Wednesday, 20 November 2013

As Above, So Below



Oh, hello! Time to tell you a bit about Constellation and Moonmoth
Let's get conceptual up in here! Okay, that was lame, I am not going to write this post like a Brooklyn-based rapper from the 90's, because thats no fun for anyone. except me. Because then I could shamelessly use terms like 'what the hizzle', Wonder, no! This blog is no place for such nonsense. Let us proceed in a dignified manner.


Symbolism of opposition, or themes of binary opposites, are methods used by humankind to attempt to define abstract concepts such as life and death, positive and negative, love and hatred etc. These abstract concepts are compared and contrasted against each other so that they can be better understood, and have been the inspiration for many myths, as well as serving as the inspiration for my illustrations. As seen with myths and folktales, visual metaphor in the form of symbolism is also incorporated into the imagery above, thereby constructing a 'visual myth'. 

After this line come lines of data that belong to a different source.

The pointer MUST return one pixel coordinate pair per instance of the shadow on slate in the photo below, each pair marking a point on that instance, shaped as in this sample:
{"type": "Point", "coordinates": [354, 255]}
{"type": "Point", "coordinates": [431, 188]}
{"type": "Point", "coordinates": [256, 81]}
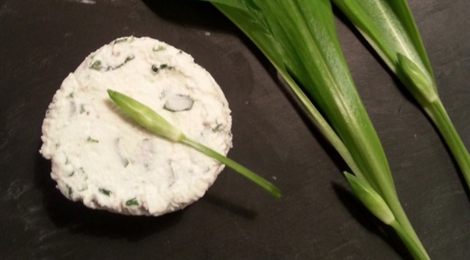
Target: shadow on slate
{"type": "Point", "coordinates": [370, 222]}
{"type": "Point", "coordinates": [229, 206]}
{"type": "Point", "coordinates": [403, 90]}
{"type": "Point", "coordinates": [77, 218]}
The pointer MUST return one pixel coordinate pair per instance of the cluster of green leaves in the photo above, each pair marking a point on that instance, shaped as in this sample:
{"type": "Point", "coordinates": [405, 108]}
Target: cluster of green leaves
{"type": "Point", "coordinates": [389, 27]}
{"type": "Point", "coordinates": [300, 39]}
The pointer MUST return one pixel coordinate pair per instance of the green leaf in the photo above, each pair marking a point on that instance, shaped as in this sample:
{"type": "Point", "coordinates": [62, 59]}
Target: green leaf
{"type": "Point", "coordinates": [389, 27]}
{"type": "Point", "coordinates": [418, 81]}
{"type": "Point", "coordinates": [104, 191]}
{"type": "Point", "coordinates": [299, 38]}
{"type": "Point", "coordinates": [371, 199]}
{"type": "Point", "coordinates": [132, 202]}
{"type": "Point", "coordinates": [145, 116]}
{"type": "Point", "coordinates": [155, 123]}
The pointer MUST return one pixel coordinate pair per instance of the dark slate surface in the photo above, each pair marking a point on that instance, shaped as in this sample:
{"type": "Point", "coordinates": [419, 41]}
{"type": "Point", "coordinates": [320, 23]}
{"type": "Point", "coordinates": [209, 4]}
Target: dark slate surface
{"type": "Point", "coordinates": [42, 41]}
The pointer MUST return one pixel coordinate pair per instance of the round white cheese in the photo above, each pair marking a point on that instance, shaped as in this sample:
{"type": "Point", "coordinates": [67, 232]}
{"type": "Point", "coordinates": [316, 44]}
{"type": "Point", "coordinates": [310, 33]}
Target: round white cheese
{"type": "Point", "coordinates": [103, 158]}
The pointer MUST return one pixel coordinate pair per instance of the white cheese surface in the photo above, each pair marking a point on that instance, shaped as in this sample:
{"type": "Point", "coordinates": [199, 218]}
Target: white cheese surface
{"type": "Point", "coordinates": [103, 158]}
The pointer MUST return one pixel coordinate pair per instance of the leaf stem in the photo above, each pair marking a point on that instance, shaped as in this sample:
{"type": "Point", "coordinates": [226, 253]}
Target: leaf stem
{"type": "Point", "coordinates": [263, 183]}
{"type": "Point", "coordinates": [438, 114]}
{"type": "Point", "coordinates": [413, 247]}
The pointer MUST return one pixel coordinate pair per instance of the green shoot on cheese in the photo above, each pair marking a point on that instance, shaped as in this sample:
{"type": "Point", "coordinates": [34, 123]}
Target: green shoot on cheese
{"type": "Point", "coordinates": [156, 124]}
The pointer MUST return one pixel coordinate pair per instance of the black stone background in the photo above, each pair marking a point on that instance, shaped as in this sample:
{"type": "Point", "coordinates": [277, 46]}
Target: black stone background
{"type": "Point", "coordinates": [317, 218]}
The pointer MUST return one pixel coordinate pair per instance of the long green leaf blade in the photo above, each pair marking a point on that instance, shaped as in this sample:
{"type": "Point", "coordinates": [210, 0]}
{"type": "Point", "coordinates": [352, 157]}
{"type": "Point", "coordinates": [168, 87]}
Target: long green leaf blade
{"type": "Point", "coordinates": [299, 37]}
{"type": "Point", "coordinates": [389, 27]}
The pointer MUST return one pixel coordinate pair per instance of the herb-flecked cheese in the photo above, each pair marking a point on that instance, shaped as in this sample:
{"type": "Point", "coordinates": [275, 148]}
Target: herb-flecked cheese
{"type": "Point", "coordinates": [103, 158]}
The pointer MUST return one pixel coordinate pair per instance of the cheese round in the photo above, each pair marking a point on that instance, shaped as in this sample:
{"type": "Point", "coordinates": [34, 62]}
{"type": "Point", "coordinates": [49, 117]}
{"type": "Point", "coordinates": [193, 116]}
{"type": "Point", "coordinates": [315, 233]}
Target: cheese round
{"type": "Point", "coordinates": [103, 158]}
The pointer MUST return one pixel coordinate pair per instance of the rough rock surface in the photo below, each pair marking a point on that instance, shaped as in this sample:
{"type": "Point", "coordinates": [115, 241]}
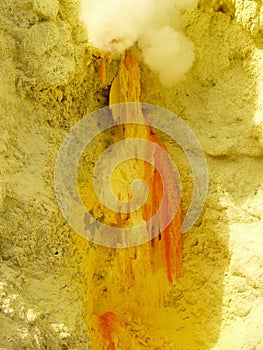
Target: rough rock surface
{"type": "Point", "coordinates": [49, 81]}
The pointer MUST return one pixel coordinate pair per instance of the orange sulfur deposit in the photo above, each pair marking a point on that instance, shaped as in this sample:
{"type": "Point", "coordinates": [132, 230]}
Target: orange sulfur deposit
{"type": "Point", "coordinates": [132, 282]}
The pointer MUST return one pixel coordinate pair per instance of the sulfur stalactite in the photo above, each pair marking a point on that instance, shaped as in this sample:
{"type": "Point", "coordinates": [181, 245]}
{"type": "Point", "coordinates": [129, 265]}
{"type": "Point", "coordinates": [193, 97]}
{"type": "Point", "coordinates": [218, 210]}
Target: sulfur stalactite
{"type": "Point", "coordinates": [138, 277]}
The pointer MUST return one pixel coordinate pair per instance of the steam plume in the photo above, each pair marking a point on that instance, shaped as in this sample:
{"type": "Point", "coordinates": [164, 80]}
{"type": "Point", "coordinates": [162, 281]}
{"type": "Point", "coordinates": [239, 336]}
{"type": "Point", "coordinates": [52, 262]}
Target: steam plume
{"type": "Point", "coordinates": [115, 25]}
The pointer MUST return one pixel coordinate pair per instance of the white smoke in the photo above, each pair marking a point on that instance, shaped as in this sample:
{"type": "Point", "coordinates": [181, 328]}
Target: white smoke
{"type": "Point", "coordinates": [115, 25]}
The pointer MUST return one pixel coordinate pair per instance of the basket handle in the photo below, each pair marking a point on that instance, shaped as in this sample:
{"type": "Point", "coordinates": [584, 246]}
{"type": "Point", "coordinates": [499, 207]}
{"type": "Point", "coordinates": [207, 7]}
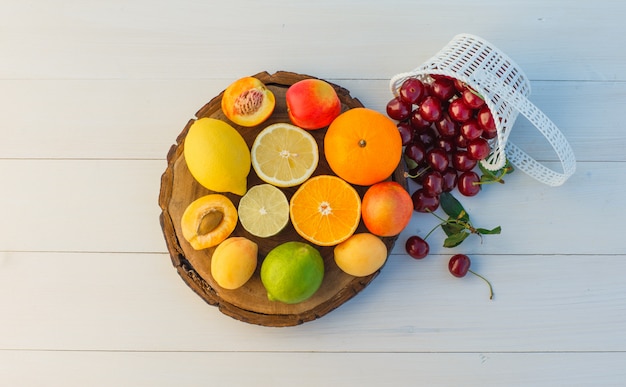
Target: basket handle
{"type": "Point", "coordinates": [545, 126]}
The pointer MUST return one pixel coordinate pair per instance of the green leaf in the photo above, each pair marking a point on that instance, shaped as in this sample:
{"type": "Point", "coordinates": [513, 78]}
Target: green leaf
{"type": "Point", "coordinates": [452, 207]}
{"type": "Point", "coordinates": [455, 239]}
{"type": "Point", "coordinates": [485, 231]}
{"type": "Point", "coordinates": [452, 228]}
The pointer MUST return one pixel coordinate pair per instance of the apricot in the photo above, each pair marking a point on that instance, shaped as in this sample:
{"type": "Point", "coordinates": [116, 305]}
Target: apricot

Giving these dichotomies of our existence material form is a conceptual strategy I persue in many of my illustrations. Both Moonmoth and it's sister illustration, Constellation, explore the ineffable concepts of death and the afterlife by contrasting dualities of life and death, night and day, and Animus and Anima, as myths are said to do.  Animal symbolism is used in both images to portray a psychopomp (hee!), which in Greek mythology refers to a guide for souls on their journey to the place for the dead. According to many traditions, animal psychopomps frequently occur as a winged creature such as a bird or butterfly, hence the incorporation of moths in these pictures. As you may know by now, I am a great lover of critters, but generally tend to steer clear of insects. I am, however, quite fascinated by moths. I love that they are nocturnal creatures, only coming out at night, yet so drawn to light. And their  inherently self-destructive nature. They seem so contradictory, mysterious and lovely, and I'm quite sure that they will continue cropping up in my work. 

The originals are hand drawn on Fabriano, and I've embossed the sun and moon in Constellation, as well as the figure on the right in Moonmoth. I've used a technique known as chine colle for the moths, and there was also a little watercolour used in Moonmoth to represent the dark moth-shaped shadow at the bottom of the image. Both illustrations translate beautifully into giclee prints and are available for purchase.